PIP provides between £23.60 and £151.40 a week, depending on the severity of your condition, but it is not affected by your existing income or savings. Universal Credit is means tested, however, so will be affected by your savings, income, and spouse’s income.
It can be confusing, but the Turn2Us charity is dedicated to helping people experiencing hardship understand what financial benefits they’re entitled to. Their calculator is a good place to start.

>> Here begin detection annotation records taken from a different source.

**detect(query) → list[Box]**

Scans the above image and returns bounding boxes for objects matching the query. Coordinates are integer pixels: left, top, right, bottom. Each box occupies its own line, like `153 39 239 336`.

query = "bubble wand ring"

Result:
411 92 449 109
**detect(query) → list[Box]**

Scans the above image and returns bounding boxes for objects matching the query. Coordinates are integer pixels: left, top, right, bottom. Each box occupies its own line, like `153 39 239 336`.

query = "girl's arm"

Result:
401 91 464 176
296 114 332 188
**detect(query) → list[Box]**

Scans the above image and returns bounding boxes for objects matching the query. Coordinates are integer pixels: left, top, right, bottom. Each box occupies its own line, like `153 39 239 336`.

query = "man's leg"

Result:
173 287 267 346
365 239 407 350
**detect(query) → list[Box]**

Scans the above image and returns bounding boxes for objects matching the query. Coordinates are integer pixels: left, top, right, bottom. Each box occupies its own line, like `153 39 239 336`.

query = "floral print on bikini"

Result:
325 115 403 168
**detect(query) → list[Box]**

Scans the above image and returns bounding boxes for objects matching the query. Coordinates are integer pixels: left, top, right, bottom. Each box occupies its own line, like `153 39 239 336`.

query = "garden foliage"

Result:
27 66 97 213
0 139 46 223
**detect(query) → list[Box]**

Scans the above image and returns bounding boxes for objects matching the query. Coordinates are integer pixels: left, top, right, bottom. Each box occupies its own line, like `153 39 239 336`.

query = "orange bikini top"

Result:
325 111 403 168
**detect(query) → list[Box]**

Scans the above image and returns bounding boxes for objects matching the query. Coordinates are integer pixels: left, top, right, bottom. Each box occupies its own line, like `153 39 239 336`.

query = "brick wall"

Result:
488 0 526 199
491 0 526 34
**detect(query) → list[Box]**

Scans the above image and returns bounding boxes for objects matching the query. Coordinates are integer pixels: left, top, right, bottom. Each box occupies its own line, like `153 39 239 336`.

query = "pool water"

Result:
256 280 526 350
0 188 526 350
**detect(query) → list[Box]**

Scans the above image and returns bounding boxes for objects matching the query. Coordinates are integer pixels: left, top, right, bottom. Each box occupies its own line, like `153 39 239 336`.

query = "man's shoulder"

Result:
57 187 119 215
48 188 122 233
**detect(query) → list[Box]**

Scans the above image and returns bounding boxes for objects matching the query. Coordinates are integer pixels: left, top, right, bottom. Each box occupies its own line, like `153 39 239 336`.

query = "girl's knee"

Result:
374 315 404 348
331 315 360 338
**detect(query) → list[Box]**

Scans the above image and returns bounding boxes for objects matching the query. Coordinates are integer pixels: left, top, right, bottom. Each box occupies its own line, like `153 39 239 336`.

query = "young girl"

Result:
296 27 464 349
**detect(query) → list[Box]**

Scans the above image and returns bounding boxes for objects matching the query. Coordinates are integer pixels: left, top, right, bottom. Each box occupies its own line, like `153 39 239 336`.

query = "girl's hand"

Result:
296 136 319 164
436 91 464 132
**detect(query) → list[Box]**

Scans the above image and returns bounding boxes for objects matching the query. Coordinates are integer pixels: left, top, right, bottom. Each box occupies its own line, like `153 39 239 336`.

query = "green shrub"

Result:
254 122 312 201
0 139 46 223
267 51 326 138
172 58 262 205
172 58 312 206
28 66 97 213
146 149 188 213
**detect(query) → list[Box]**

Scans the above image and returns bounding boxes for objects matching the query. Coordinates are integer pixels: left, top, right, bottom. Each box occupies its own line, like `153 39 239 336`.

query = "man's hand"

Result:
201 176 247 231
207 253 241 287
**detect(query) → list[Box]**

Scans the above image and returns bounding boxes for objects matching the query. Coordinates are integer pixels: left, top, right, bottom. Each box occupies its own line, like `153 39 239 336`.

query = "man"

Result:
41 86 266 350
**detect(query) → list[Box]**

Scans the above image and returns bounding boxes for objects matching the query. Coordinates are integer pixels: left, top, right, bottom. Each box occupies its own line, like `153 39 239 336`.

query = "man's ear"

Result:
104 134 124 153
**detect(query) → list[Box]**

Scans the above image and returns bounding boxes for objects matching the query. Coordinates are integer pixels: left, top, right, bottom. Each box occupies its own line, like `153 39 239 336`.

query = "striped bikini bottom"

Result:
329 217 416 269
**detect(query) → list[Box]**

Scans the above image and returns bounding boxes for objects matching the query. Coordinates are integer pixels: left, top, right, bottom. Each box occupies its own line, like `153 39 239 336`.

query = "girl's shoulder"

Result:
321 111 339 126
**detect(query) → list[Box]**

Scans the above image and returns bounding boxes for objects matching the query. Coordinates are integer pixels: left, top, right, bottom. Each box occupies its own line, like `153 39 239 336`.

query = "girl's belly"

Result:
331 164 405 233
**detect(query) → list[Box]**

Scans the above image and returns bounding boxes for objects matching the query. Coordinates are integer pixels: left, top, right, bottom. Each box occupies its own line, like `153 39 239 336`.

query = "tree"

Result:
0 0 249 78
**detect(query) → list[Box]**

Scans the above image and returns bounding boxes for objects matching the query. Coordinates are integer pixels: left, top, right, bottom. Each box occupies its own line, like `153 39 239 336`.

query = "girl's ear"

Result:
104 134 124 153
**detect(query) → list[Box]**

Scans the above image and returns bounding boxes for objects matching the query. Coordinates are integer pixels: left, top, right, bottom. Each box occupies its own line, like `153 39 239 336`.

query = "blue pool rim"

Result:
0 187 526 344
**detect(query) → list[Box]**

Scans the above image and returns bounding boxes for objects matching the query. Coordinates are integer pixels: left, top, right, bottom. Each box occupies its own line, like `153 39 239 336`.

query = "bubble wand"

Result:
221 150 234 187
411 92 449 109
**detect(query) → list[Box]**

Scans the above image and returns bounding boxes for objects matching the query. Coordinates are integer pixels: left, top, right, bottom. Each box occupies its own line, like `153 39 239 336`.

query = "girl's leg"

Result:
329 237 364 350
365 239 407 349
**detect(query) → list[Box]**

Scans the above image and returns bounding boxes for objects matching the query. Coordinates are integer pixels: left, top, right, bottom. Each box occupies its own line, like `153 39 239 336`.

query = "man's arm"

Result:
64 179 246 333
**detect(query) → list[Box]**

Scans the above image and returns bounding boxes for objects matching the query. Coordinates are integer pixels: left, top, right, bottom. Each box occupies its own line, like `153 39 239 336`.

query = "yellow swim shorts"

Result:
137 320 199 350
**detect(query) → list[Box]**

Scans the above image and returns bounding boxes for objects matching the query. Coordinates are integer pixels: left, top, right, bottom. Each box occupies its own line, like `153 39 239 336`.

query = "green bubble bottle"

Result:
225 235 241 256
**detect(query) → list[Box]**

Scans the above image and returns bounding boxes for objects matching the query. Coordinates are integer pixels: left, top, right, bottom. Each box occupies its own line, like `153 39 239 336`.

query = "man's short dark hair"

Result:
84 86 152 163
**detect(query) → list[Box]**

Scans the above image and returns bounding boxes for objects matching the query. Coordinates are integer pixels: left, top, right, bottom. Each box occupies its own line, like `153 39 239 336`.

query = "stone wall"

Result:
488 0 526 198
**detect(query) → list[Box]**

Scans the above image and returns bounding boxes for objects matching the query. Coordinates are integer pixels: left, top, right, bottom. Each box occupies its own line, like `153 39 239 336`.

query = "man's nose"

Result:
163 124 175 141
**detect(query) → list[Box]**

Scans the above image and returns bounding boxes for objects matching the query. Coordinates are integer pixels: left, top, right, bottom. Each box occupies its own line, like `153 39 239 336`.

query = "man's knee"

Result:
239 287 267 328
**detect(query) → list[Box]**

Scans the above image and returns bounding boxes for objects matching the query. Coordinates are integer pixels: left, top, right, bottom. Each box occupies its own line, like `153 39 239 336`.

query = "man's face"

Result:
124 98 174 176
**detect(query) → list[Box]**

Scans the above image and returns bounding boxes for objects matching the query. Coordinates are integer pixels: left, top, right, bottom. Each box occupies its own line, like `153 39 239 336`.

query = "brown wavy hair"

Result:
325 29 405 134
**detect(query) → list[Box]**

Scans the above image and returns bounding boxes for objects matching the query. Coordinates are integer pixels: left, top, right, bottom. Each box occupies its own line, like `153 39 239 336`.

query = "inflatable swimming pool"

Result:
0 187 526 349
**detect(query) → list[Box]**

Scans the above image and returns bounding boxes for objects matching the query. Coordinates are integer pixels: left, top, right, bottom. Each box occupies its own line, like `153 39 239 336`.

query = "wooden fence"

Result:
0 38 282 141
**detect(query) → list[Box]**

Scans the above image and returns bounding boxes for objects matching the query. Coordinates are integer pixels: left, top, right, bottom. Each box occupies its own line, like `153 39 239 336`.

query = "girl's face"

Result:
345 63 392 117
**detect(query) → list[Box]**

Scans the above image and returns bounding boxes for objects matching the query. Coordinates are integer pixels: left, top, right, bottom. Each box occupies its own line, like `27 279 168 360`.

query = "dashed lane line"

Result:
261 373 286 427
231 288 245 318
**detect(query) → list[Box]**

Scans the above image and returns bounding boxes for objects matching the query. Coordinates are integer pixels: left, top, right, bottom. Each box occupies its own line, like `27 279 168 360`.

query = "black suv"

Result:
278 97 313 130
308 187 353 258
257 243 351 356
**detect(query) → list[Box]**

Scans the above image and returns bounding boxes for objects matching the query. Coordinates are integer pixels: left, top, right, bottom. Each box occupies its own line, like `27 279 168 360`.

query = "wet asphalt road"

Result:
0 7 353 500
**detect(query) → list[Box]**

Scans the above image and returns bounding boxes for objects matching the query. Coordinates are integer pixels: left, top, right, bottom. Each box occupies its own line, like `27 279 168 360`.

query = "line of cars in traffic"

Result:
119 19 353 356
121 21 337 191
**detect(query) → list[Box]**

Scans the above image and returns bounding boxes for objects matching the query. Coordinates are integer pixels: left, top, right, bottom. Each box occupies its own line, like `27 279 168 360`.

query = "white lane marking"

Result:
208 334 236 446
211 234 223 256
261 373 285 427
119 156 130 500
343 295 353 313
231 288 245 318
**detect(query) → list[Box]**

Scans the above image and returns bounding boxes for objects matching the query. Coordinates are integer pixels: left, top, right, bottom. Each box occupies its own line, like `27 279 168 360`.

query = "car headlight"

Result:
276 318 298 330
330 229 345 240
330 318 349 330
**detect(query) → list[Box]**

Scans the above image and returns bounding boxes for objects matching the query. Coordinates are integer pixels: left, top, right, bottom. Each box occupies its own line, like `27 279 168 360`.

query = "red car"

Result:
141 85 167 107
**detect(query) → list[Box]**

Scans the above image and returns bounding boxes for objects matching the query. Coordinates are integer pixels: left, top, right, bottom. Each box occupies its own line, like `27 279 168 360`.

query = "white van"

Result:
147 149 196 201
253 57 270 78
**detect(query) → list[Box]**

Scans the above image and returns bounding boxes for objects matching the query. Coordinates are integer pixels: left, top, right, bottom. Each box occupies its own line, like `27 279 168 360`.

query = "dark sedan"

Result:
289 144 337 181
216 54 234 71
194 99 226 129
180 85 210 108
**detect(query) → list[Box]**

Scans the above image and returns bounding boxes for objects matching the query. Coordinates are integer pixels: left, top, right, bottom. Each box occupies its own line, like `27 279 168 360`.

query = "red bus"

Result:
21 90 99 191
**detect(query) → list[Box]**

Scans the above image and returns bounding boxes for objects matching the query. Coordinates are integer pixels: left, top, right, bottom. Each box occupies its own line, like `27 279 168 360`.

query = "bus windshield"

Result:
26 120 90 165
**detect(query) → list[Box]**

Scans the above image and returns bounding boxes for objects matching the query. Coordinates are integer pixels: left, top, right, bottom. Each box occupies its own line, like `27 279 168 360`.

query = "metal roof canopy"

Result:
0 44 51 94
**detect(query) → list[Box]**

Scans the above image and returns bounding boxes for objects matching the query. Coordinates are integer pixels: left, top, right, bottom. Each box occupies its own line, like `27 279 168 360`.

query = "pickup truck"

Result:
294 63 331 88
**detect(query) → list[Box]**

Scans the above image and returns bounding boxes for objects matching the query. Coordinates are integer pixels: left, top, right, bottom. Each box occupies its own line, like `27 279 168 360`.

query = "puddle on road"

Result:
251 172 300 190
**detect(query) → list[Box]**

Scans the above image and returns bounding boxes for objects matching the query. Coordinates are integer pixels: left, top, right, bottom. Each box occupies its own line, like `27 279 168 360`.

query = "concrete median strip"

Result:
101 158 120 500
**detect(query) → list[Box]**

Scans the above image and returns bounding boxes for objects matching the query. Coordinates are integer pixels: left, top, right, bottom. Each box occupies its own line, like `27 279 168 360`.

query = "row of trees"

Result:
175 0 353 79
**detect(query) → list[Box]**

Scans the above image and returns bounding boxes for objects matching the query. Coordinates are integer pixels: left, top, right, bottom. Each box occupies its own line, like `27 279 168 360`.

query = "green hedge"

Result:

Assistance with Housing Costs
Temporary support is available if you need help with paying your mortgage or rent. Homeowners can apply for a loan to help them make interest payments on their mortgage, called Support for Mortgage Interest (SMI). This money is paid 39 weeks after application, and must be paid back when you return to work or sell your home – so it may not be suitable in every circumstance.
Renters can make a claim for housing costs under Universal Credit.
Low-income households are eligible for a reduction of their Council Tax, although specific schemes vary across the UK.
If your circumstances suddenly make it difficult to put food on the table, look for local services, like food banks, that can help you with the basics. The Trussell Trust is a network of 1,200 “community organisations aimed at supporting people who cannot afford the essentials in life”, and will help you locate your nearest options or arrange a food parcel.
Your nearest food bank may be run by a church or religious group – you can go to them even if you’re not religious, or follow a different religion.
If you’re not sure whether you’re eligible for food bank aid, your local Citizen’s Advice Bureau will be able to help (and give you a referral, if you need one). They may also be able to provide vouchers for clothing, fuel and other essentials.
Support for Carers
Remember that there is a whole other side to long-term illness, which is that your carers may also be eligible for financial support and benefits. For example, the Carer’s Allowance offers full-time carers £67.25 a week, and Carer’s Credit that covers gaps in National Insurance records so that carers can still be eligible for a State Pension.
Also, if your capacity to manage your own money is diminished, there are resources for asking others to support you in making financial decisions, or to become an appointee to make decisions on your behalf.
Ultimately, preparing for the unexpected is very difficult, and there’s no exhaustive list of resources that cover every eventuality. If you find yourself facing financial hardship due to an illness, injury or disability, know that there is always advice and financial assistance available if you ask.